Whitespace stripping

A number of factors combine to determine whether whitespace-only text nodes in the source document are visible to the user-written XSLT or XQuery code.

By default, if there is a DTD or schema, then ignorable whitespace is stripped from any source document loaded from a StreamSource or SAXSource. Ignorable whitespace is defined as the whitespace that appears separating the child elements in elements declared to have element-only content. This whitespace is removed regardless of any xml:space attributes in the source document.

It is possible to change this default behavior in several ways.

From the Query or Transform command line, options are available: -strip:all strips all whitespace text nodes, -strip:none strips no whitespace text nodes, and -strip:ignorable strips ignorable whitespace text nodes only (this is the default).
If the -p option is used on the command line, then query parameters are recognized in the URI passed to the document() or doc() function.

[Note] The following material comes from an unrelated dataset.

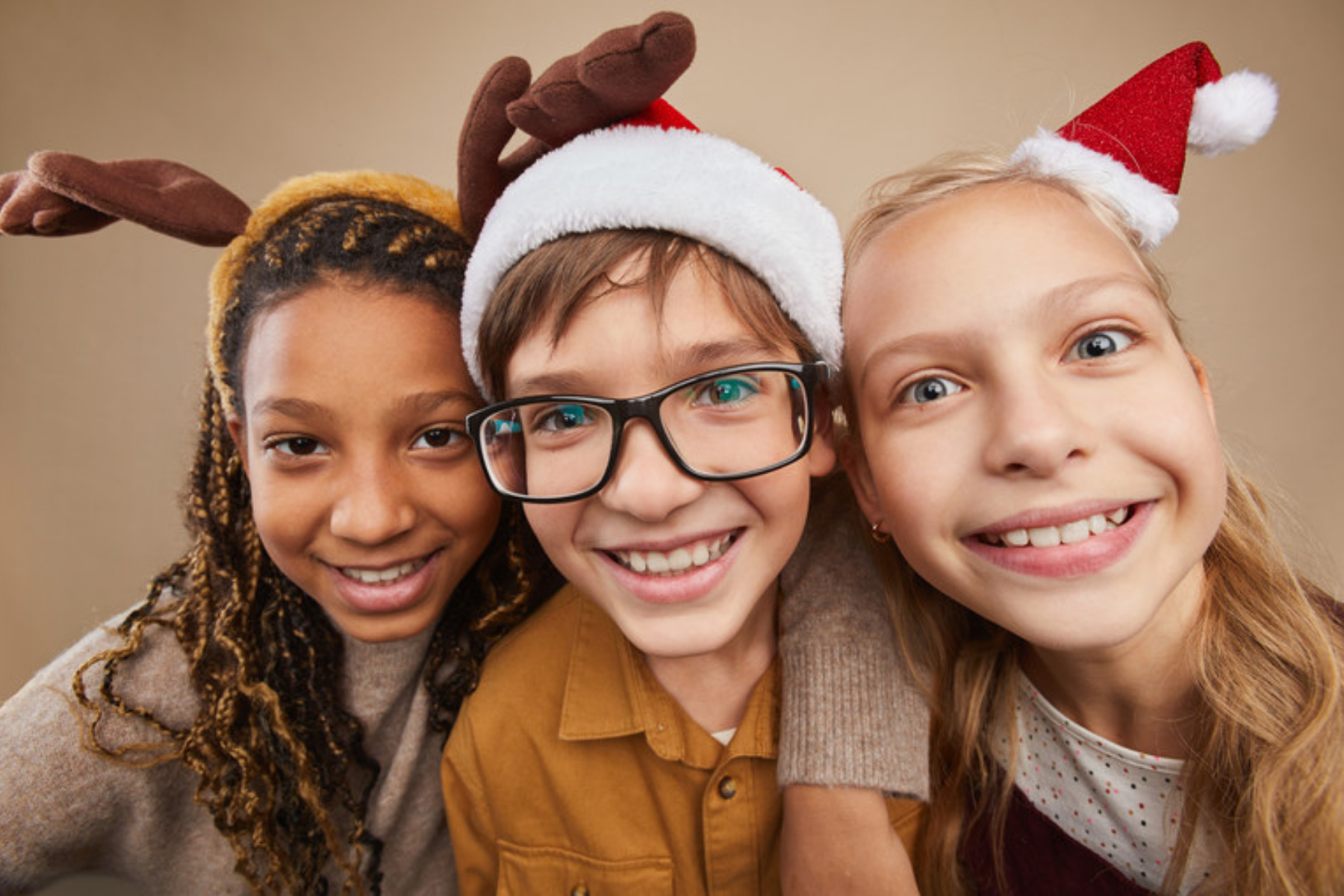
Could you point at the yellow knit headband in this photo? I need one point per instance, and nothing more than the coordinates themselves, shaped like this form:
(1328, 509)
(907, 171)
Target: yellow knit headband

The parameter strip-space=yes strips all whitespace text nodes, strip-space=no strips no whitespace text nodes, and strip-space=ignorable strips ignorable whitespace text nodes only. This overrides anything specified on the command line.
Options corresponding to the above can also be set on the TransformerFactory object or on the Configuration. These settings are global.

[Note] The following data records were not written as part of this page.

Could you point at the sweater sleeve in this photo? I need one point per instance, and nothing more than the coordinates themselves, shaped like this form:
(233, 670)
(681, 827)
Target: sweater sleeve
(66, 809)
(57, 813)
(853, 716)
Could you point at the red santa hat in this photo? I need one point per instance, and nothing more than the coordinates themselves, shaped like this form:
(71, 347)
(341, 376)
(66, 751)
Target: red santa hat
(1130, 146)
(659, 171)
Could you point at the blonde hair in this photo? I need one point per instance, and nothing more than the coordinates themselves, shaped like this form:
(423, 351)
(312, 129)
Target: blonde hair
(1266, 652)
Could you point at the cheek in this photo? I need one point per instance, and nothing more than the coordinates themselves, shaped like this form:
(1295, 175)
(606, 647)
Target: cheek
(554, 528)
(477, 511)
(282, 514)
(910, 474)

Whitespace stripping that is specified in any of the above ways does not occur only if the source document is parsed under Saxon's control: that is, if it is supplied as a JAXP StreamSource or SAXSource. It also applies where the input is supplied in the form of a tree (for example, a DOM). In this case Saxon wraps the supplied tree in a virtual tree that provides a view of the original tree with whitespace text nodes omitted.

This whitespace stripping is additional (and prior) to any stripping carried out as a result of the xsl:strip-space declaration in the stylesheet.

Saxon never modifies a supplied tree in situ: if a tree is supplied as input, and the stylesheet requests space stripping, then a virtual tree is created and whitespace is stripped on the fly as it is navigated. This is expensive (it can add 25% to processing time); it is therefore best to supply lexical XML as input to a transformation, so that Saxon can strip unwanted whitespace while the tree is being parsed and built.